Sarolta Kriszt

Personal information
- Full name: Sarolta Maria Kriszt
- Born: 28 October 2006 (age 19)

Sport
- Sport: Athletics
- Event: Heptathlon

Achievements and titles
- Personal bests: Heptathlon: 6407 (Birmingham, 2026) NU20R 400m: 52.56 (Budapest, 2024) NU20R 400mH: 57.82 (Budapest, 2023) NU18R

Medal record
Women's athletics
Representing Hungary
European U20 Championships
| Silver medal – second place | 2025 Tampere | Heptathlon |
European U18 Championships
| Silver medal – second place | 2022 Jerusalem | Heptathlon |
European Youth Olympic Festival
| Gold medal – first place | 2023 Maribor | Heptathlon |

= Sarolta Kriszt =

Hungarian heptathlete

Sarolta Maria Kriszt (born 28 October 2006) is a Hungarian multi-event athlete. In 2024, she became Hungarian national champion in the 400 metres at the Hungarian Athletics Championships. She was the silver medalist in the heptathlon at the 2025 European Athletics U20 Championships and 2022 European Athletics U18 Championships.

==Biography==
She is a member of MATE-GEAC athletics club where she is coached by Katalin Körmendy. In July 2022, Kriszt won silver in the heptathlon at the 2022 European Athletics U18 Championships in Jerusalem, Israel finishing behind Croatian Jana Kosčak, at the age of 16 years-old.

===2023===
In February 2023 in Budapest, she became the Hungarian national youth record holder in the indoor pentathlon and the 60 metres hurdles, running 8.48 seconds and achieving a tally of 4228 points to become junior national pentathlon champion.

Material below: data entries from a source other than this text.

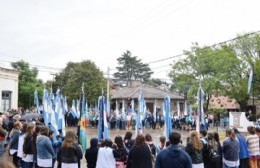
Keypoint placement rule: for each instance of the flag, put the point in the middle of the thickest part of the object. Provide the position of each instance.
(36, 101)
(190, 115)
(132, 106)
(250, 79)
(185, 108)
(73, 110)
(117, 111)
(200, 110)
(178, 109)
(102, 123)
(82, 123)
(167, 116)
(154, 111)
(138, 126)
(123, 111)
(45, 107)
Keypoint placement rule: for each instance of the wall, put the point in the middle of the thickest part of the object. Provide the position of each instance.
(9, 82)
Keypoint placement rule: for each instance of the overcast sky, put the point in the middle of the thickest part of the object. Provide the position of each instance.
(50, 33)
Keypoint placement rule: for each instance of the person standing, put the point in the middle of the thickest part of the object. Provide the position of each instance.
(140, 154)
(194, 148)
(28, 147)
(45, 152)
(121, 151)
(3, 133)
(14, 138)
(91, 153)
(253, 146)
(215, 157)
(173, 156)
(243, 152)
(162, 144)
(70, 153)
(106, 155)
(231, 150)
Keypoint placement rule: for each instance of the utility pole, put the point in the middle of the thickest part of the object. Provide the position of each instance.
(52, 79)
(108, 105)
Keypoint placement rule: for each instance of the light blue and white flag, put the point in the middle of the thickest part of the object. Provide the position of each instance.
(154, 110)
(185, 108)
(45, 107)
(117, 110)
(250, 79)
(138, 126)
(132, 106)
(36, 101)
(167, 104)
(190, 115)
(178, 109)
(102, 123)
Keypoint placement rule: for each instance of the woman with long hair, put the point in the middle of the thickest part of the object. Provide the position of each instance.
(140, 154)
(129, 142)
(106, 155)
(14, 140)
(213, 149)
(121, 150)
(230, 150)
(70, 152)
(91, 153)
(27, 147)
(194, 148)
(45, 152)
(253, 146)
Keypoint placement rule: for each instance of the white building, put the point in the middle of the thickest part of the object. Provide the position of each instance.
(8, 89)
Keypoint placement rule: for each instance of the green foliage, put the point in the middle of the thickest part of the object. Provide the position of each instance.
(28, 83)
(219, 70)
(131, 68)
(156, 82)
(70, 81)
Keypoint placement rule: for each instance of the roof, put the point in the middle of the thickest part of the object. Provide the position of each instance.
(9, 70)
(223, 102)
(147, 90)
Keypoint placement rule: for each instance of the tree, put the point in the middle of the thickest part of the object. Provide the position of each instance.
(131, 68)
(217, 68)
(28, 83)
(70, 81)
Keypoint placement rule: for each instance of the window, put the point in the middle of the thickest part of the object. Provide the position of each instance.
(6, 101)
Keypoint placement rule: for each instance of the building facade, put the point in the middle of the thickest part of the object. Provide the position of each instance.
(8, 89)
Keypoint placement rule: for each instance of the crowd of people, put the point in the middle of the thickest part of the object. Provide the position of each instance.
(32, 144)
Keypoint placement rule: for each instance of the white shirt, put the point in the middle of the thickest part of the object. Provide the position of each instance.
(105, 158)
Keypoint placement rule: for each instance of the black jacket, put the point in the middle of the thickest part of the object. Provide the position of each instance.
(139, 157)
(91, 157)
(70, 154)
(196, 155)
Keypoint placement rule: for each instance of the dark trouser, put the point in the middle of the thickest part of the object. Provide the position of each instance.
(15, 159)
(243, 163)
(27, 164)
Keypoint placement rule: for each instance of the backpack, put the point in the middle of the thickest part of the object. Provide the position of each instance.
(213, 154)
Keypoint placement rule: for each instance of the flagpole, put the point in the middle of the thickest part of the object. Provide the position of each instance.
(102, 115)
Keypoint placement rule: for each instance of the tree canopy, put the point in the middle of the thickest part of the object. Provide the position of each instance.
(28, 83)
(131, 68)
(72, 77)
(223, 70)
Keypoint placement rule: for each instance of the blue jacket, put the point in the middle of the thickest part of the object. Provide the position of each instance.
(44, 147)
(231, 149)
(14, 140)
(173, 156)
(243, 153)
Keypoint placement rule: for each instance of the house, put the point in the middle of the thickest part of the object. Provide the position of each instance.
(8, 89)
(224, 102)
(152, 95)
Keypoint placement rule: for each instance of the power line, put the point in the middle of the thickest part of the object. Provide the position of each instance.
(204, 48)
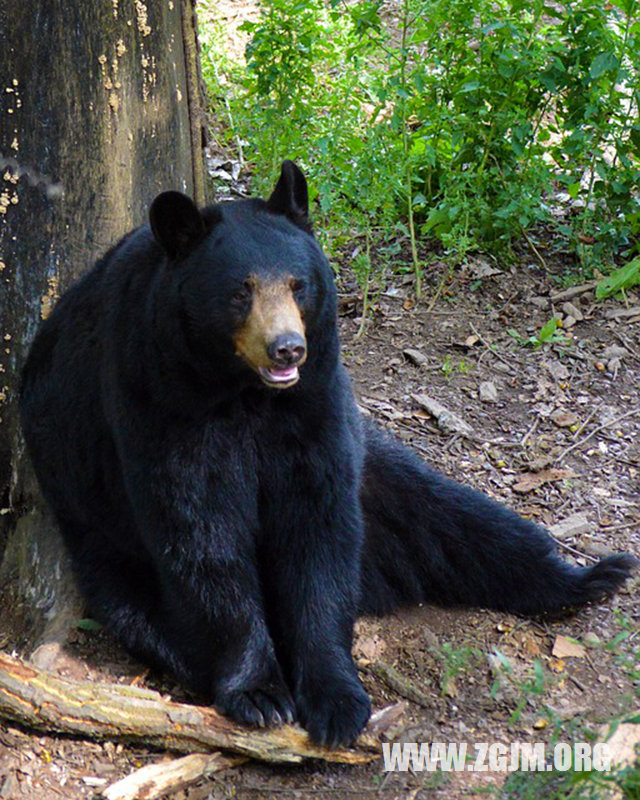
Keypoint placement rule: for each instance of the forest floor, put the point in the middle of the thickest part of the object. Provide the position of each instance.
(553, 433)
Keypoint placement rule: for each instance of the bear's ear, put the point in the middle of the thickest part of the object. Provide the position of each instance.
(176, 222)
(290, 197)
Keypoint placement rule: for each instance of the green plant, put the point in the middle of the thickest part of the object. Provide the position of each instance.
(619, 280)
(452, 120)
(454, 660)
(549, 334)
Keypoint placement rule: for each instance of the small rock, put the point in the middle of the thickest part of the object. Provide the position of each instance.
(488, 392)
(416, 357)
(572, 310)
(613, 351)
(557, 370)
(447, 420)
(571, 526)
(564, 419)
(540, 302)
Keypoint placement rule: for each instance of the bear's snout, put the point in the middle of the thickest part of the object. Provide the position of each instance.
(287, 349)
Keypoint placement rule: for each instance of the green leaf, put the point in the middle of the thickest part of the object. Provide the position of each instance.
(619, 280)
(548, 329)
(574, 189)
(604, 62)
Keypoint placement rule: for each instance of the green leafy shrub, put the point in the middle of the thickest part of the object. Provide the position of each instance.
(454, 120)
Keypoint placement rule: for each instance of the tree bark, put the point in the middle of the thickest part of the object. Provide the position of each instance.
(45, 702)
(99, 110)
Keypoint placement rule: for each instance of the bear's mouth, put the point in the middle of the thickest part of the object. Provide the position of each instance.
(279, 377)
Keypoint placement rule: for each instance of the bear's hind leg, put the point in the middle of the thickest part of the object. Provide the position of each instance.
(429, 539)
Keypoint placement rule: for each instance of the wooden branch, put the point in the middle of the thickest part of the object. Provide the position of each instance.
(157, 780)
(42, 701)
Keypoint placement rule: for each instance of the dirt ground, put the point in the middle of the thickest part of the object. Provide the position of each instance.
(554, 433)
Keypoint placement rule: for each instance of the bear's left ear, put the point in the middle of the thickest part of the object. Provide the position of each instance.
(290, 197)
(176, 222)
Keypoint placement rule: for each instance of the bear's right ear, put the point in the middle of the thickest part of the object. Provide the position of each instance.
(176, 222)
(291, 197)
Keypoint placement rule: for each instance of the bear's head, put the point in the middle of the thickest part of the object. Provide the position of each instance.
(254, 286)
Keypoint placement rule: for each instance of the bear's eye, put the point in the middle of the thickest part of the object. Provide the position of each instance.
(243, 293)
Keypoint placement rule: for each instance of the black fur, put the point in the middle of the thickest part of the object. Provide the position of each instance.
(230, 532)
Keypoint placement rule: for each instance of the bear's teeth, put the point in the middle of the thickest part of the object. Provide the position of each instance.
(279, 374)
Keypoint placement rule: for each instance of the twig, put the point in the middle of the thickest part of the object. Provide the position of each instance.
(531, 431)
(573, 550)
(168, 777)
(574, 291)
(45, 702)
(604, 425)
(489, 348)
(394, 680)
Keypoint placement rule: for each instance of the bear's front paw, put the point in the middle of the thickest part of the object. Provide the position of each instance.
(334, 714)
(261, 704)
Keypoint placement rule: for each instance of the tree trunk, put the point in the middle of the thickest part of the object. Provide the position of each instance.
(44, 702)
(99, 110)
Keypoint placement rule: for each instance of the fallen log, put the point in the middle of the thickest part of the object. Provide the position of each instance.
(45, 702)
(168, 777)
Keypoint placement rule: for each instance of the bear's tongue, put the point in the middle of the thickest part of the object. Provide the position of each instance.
(279, 374)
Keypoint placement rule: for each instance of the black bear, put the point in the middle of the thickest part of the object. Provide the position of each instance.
(227, 510)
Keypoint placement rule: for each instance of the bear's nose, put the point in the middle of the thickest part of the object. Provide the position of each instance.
(287, 349)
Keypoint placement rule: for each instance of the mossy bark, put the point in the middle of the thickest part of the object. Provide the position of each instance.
(100, 109)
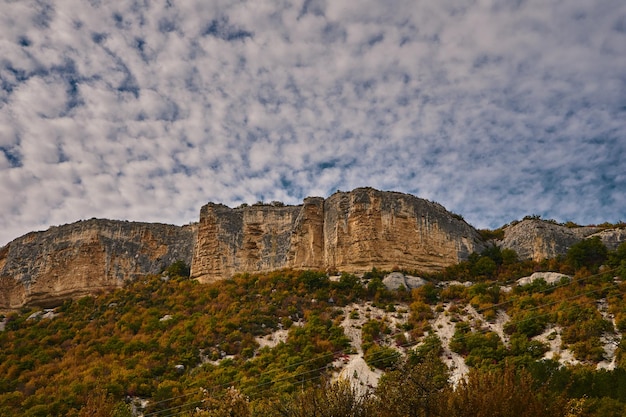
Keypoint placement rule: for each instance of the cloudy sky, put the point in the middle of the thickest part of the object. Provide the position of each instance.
(148, 109)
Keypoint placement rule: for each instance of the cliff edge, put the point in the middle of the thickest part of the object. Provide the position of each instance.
(349, 231)
(45, 268)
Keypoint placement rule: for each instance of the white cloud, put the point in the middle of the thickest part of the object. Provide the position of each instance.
(495, 109)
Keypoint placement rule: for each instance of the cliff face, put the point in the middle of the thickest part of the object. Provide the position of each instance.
(45, 268)
(350, 232)
(540, 239)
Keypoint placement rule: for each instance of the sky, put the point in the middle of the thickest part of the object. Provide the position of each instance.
(145, 110)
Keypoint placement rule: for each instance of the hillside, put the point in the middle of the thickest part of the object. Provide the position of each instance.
(167, 345)
(349, 231)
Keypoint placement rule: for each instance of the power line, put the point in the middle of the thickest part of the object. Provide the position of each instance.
(266, 384)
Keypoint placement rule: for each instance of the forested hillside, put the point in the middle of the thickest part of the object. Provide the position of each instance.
(276, 344)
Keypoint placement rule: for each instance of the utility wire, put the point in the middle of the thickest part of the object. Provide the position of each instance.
(265, 384)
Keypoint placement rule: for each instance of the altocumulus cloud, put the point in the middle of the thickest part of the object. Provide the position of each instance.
(147, 110)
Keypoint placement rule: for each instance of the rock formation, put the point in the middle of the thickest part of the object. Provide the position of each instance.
(350, 231)
(540, 239)
(44, 268)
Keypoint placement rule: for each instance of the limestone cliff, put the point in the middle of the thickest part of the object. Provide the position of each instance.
(539, 239)
(350, 231)
(47, 267)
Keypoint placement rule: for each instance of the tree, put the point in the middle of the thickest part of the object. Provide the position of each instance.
(502, 393)
(590, 253)
(413, 389)
(327, 400)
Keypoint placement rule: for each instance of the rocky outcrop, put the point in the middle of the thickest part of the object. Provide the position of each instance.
(540, 239)
(350, 231)
(612, 238)
(45, 268)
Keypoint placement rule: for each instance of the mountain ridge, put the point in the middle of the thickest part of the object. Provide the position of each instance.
(348, 231)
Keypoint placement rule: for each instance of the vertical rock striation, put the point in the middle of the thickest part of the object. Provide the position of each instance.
(350, 231)
(45, 268)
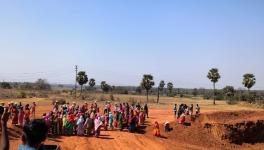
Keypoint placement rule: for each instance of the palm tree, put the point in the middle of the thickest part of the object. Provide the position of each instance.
(170, 87)
(104, 86)
(229, 92)
(147, 83)
(249, 81)
(160, 88)
(82, 79)
(214, 76)
(92, 83)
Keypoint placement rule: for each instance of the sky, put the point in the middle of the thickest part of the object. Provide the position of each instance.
(118, 41)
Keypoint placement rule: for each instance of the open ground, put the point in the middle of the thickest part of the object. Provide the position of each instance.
(196, 136)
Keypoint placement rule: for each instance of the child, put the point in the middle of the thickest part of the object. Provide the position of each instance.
(156, 131)
(21, 116)
(197, 109)
(80, 126)
(14, 115)
(64, 121)
(175, 110)
(33, 109)
(27, 114)
(97, 126)
(110, 119)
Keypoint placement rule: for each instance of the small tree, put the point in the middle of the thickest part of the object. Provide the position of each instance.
(160, 88)
(147, 83)
(81, 79)
(214, 76)
(105, 87)
(170, 88)
(5, 85)
(229, 92)
(92, 83)
(249, 81)
(42, 84)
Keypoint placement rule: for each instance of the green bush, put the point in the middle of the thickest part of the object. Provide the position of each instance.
(22, 95)
(5, 85)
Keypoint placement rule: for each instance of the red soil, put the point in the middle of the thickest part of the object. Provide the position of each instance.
(192, 137)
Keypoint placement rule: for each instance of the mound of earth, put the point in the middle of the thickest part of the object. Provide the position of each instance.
(236, 127)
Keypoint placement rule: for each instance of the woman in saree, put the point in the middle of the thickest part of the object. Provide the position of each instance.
(80, 126)
(21, 116)
(70, 124)
(97, 126)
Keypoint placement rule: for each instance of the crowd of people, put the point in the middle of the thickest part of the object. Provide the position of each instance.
(185, 110)
(83, 120)
(19, 114)
(73, 119)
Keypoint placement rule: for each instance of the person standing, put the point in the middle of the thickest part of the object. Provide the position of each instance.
(175, 110)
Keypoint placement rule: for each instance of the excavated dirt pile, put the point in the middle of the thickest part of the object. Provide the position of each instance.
(236, 127)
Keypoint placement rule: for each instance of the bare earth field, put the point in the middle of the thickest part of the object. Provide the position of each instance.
(216, 128)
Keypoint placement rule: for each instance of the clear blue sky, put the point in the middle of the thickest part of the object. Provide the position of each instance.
(119, 41)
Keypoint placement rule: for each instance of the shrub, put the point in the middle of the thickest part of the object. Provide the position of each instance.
(22, 95)
(5, 85)
(231, 102)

She won the gold medal in the heptathlon at the 2023 European Youth Summer Olympic Festival in Maribor, Slovenia. She was named in the Hungarian relay pool for the 4 x 400 metres at the 2023 World Athletics Championships in Budapest.

===2024===
She was one of three recipients selected for Szentkirályi Talent Program funding in June 2024. That month, at the age of 17 years-old she was the youngest member of the Hungarian team selected for the 2024 European Athletics Championships in Rome, Italy. She ran in the women's 4 × 400 m relay at the Championships. Later that same month she won the 400 metres at the Hungarian Athletics Championships in Budapest. She competed in the heptathlon for Hungary at the 2024 World Athletics U20 Championships in Lima, Peru in August 2024 but crashed-out in the first event, the 100 metres hurdles.

===2025===
She finished in tenth place overall in the heptathlon at the Hypo-Meeting in Götzis, Austria, on 1 June 2025. She won the silver medal behind Jana Koščak of Croatia in the heptathlon at the 2025 European Athletics U20 Championships in Tampere, Finland in August 2025 with 6251 points.

===2026===
In May 2026, she competed at the Hypo-Meeting in Götzis, placing twelfth overall with 6213 points. In August, she competed at the 2026 European Athletics Championships in Birmingham, England, placing sixth overall in heptathlon.

==Personal life==
She is from Gödöllő in Pest County, Budapest.